Prominent physicians call for rethink on plans to lower treatment threshold

National Institute for Health and Care Excellence NICE logo

Leading doctors in the UK have asked the National Institute for Health and Care Excellence (NICE) to rethink plans to allow prescribing of statins to be prescribed to more people.

Plans released by NICE would lower the threshold for NHS patients in England and Wales to start taking statins, swelling the number of people taking them from around 7 million to 12 million. However, this plan risks effectively ‘medicalising’ healthy people, say the doctors in an open letter (PDF) to the agency and health secretary Jeremy Hunt.
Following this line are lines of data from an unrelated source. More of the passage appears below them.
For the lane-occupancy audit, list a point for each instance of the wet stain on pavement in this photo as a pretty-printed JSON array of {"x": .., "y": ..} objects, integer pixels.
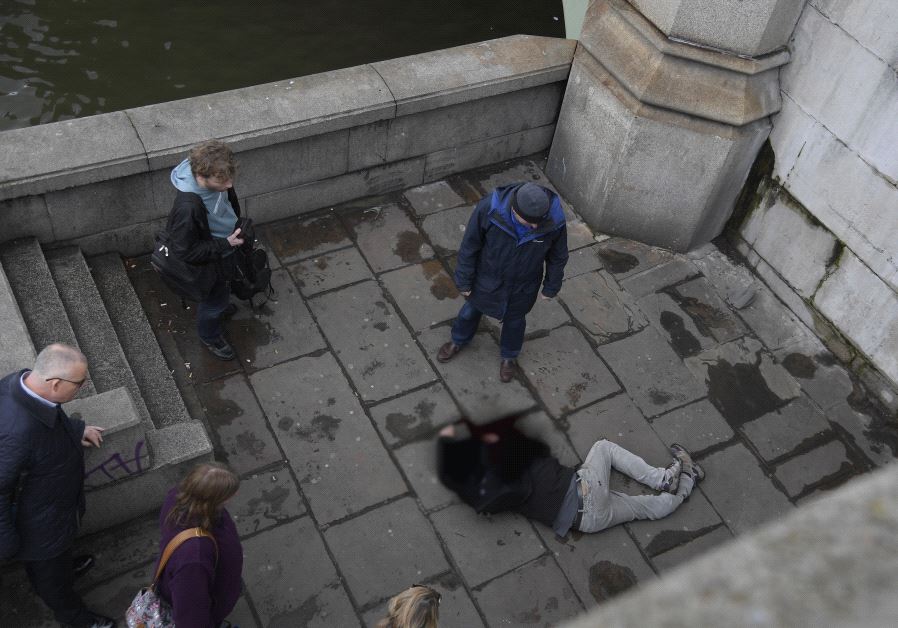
[
  {"x": 406, "y": 426},
  {"x": 800, "y": 365},
  {"x": 322, "y": 426},
  {"x": 607, "y": 579},
  {"x": 617, "y": 262},
  {"x": 740, "y": 392},
  {"x": 408, "y": 246},
  {"x": 684, "y": 343},
  {"x": 443, "y": 288}
]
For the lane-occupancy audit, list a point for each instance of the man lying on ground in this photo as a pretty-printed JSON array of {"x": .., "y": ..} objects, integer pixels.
[{"x": 496, "y": 468}]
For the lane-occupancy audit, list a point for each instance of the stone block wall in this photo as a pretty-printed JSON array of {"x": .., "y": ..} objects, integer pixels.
[
  {"x": 102, "y": 182},
  {"x": 822, "y": 225}
]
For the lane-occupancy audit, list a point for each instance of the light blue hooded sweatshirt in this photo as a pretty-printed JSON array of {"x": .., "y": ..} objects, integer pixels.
[{"x": 222, "y": 218}]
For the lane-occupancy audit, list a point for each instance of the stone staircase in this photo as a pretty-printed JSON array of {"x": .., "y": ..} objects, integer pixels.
[{"x": 150, "y": 440}]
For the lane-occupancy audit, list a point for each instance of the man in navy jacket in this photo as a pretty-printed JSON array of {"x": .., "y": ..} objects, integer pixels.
[
  {"x": 515, "y": 242},
  {"x": 42, "y": 479}
]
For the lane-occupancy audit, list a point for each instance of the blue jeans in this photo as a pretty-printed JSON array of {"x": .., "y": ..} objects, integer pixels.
[
  {"x": 208, "y": 312},
  {"x": 510, "y": 341}
]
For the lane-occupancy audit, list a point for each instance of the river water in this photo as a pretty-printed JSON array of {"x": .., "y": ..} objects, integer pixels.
[{"x": 61, "y": 59}]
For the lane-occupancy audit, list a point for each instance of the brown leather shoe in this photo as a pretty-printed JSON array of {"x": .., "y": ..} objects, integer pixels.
[
  {"x": 447, "y": 351},
  {"x": 507, "y": 370}
]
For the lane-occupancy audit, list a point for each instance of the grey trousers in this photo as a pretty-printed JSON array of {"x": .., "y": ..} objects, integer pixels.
[{"x": 604, "y": 508}]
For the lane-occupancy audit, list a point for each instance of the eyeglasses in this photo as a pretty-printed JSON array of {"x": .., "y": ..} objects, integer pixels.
[
  {"x": 63, "y": 379},
  {"x": 432, "y": 590}
]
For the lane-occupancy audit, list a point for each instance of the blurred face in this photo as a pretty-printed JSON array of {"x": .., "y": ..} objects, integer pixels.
[{"x": 216, "y": 183}]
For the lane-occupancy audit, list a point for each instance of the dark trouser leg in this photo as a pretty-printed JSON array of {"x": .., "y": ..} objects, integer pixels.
[
  {"x": 465, "y": 325},
  {"x": 512, "y": 338},
  {"x": 53, "y": 580},
  {"x": 208, "y": 312}
]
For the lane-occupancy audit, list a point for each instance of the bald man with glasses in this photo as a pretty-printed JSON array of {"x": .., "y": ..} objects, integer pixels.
[{"x": 42, "y": 479}]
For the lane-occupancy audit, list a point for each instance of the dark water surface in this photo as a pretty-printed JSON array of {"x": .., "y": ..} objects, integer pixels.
[{"x": 61, "y": 59}]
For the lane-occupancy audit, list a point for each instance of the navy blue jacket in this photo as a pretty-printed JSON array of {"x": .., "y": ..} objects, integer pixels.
[
  {"x": 41, "y": 475},
  {"x": 504, "y": 276}
]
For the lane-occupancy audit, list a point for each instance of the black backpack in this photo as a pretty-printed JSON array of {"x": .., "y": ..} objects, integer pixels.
[{"x": 252, "y": 274}]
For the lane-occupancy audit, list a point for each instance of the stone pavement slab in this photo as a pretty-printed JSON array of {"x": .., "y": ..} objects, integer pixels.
[
  {"x": 385, "y": 550},
  {"x": 446, "y": 228},
  {"x": 425, "y": 293},
  {"x": 387, "y": 237},
  {"x": 536, "y": 593},
  {"x": 329, "y": 271},
  {"x": 416, "y": 415},
  {"x": 372, "y": 342},
  {"x": 473, "y": 377},
  {"x": 651, "y": 372},
  {"x": 305, "y": 236},
  {"x": 694, "y": 518},
  {"x": 617, "y": 419},
  {"x": 241, "y": 434},
  {"x": 485, "y": 546},
  {"x": 419, "y": 463},
  {"x": 604, "y": 310},
  {"x": 802, "y": 472},
  {"x": 265, "y": 499},
  {"x": 456, "y": 608},
  {"x": 292, "y": 581},
  {"x": 778, "y": 433},
  {"x": 278, "y": 330},
  {"x": 623, "y": 258},
  {"x": 742, "y": 380},
  {"x": 331, "y": 444},
  {"x": 599, "y": 566},
  {"x": 697, "y": 426},
  {"x": 740, "y": 491},
  {"x": 565, "y": 371},
  {"x": 693, "y": 549},
  {"x": 659, "y": 277},
  {"x": 432, "y": 197}
]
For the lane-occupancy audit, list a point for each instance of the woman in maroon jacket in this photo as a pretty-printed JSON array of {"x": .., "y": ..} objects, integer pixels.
[{"x": 202, "y": 578}]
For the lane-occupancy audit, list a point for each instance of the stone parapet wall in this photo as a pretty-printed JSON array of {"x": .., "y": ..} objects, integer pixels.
[
  {"x": 822, "y": 227},
  {"x": 102, "y": 182}
]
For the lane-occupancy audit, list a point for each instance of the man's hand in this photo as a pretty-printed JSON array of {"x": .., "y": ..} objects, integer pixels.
[
  {"x": 92, "y": 436},
  {"x": 234, "y": 239}
]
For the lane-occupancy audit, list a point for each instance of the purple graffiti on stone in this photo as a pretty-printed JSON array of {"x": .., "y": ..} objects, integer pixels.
[{"x": 115, "y": 462}]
The signatories include Sir Richard Thompson, president of the Royal College of Physicians, as well as former chair of the Royal College of General Practitioners Clare Gerada.

NICE proposed in February to lower the threshold for statin prescribing for people with a 20 per cent risk of developing cardiovascular disease (CVD) over 10 years to those with a 10 per cent risk, saying that its decision was prompted by the clear clinical benefits of statins as well as the availability of cheap generic versions of Pfizer’s Lipitor (atorvastatin).

Among the criticisms detailed in the letter are that NICE is overly influenced by industry-sponsored trials that underestimate the adverse effects of statin therapy. It also cites a survey carried out by Pulse magazine which suggests 57 per cent of GPs oppose the plan while 25 per cent support it, and says eight of the 12 members of NICE’s independent committee of experts ” have direct financial ties to the pharmaceutical companies that manufacture statins.”

In a statement responding to the criticism, Prof Mark Baker, director of the Centre for Clinical Practice at NICE, said the statin proposals “are intended to prevent many lives being destroyed,” adding there is “no credible argument against their safety and clinical effectiveness for use in people with a 10 per cent risk over 10 years”.

The draft guidelines are being “independently peer reviewed to ensure they are reliable and evidence-based,” he stressed and have been developed by “clinicians, patients and others with the skills necessary to help interpret sometimes complex data… none of [whom] have put their names to the recommendations to make money for themselves”.

NICE also says its guidance is in line with other national recommendations, including those of the American College of Cardiology and the American Heart Association, which chose to update their guidelines at the end of 2013 to cover twice as many people in the US.